Nevertheless, I keep a straight face. I take a spot in the chair nearest to the courthouse’s lobby doors and wait with the reporters, who are double-checking microphones and reapplying lipstick as they wait for Cross’s shithead parents to arrive.

I look down at my aqua pantsuit and tell myself if nothing else, I can be glad about my physical fitness for the first time since high school. I’ve really taken to the elliptical, and it seems to have made my body happy. I can eat almost anything I want, as long as that doesn’t include a bunch of sugar, and I feel healthy and fit. And calmer.

I could let my Hunter sighting throw me off, but I’m determined not to—not yet, anyway. I need to get through this, to make good on a promise I made Cross when we were in ninth grade: that I would always have his back.

While I wait, I open the browser on my cell phone and revisit the web site I scoured earlier, feeling nervous butterflies just from looking at the discreet pictures. Even now, with the wheels of my plan already spinning, I’m not sure if I can really do this.

The crowd of reporters packed into the lobby stirs, jarring me out of my thoughts, and then the cameras start to roll. A second later, Governor and Mrs. Carlson stroll through the front doors, looking like they’ve had a thorough spit-shining.

I grit my teeth and follow them with my eyes. As soon as they’re through the arched entrance to the courtroom, my lawyer, Donald Hartley, comes to stand in front of me, arm out. I stand and give him a tight-lipped smile, but I don’t take his offered arm, choosing instead to walk into the courtroom a half-step behind him.

Donald is dressed in his signature pinstriped Armani suit, the one that makes my stomach churn because it reminds me of the many times we’ve appeared in court for my mother’s violations. He pats my shoulder in a fatherly fashion, and we take our seats in the third row. Immediately, I feel the stares burn into my back.
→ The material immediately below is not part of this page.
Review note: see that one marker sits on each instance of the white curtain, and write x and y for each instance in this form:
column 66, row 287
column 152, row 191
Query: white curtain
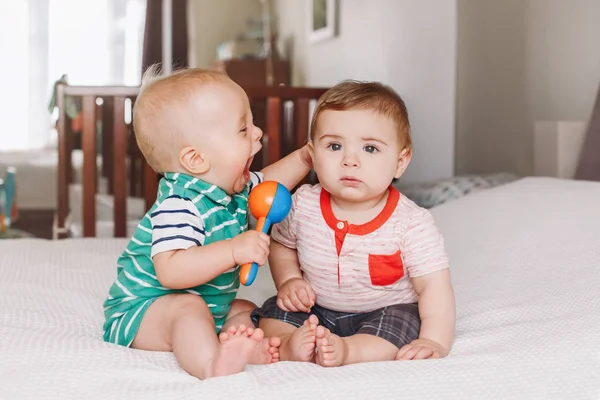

I wonder if I can feel Hunter’s even hotter than the others, but I can’t think of him right now. Seeing Cross’s parents take their seats on the other side of the aisle makes me feel nauseated. I don’t trust them. If they can cut off their own son, who knows what they might try to do to me. At the very least, I expect I’ll become even more of a social pariah than I already am.

As I wait through the proceedings dealing with other people and their problems, I run Nanette’s words through my head. What she told me, when I visited Sunday, about Cross and how ‘exceptionally’ well he’d been responding to the N-therapy before he was moved.

I rehearse my lines, putting some effort into not glancing over my shoulder to look for Hunter.

Finally, the Carlsons’ lawyer stands and explains the family’s position in a crisp monotone.

Diana Mendez, the judge, nods patiently, just the way she did for my parents’ divorce proceedings.

She looks curious when Donald rises. “Permission to speak?” he asks smoothly.

Diana’s lips bunch. “Permission granted.”

Donald holds a folder in one hand. He clasps his free hand over the one holding it. “My client, Elizabeth DeVille, is a lifelong friend of Cross Carlson, and is interested in his care.” I hold my breath while quiet sweeps the courtroom, and it is in that moment that I spot Hunter, seated on the fourth row across the aisle. I inhale deeply, trying not to focus on the outline of his form. “Miss DeVille would like to pay for Mr. Carlson to be returned to his previous facility. In fact” —my stomach squeezes— “she’d like to cover all his medical care for the remainder of this calendar year.”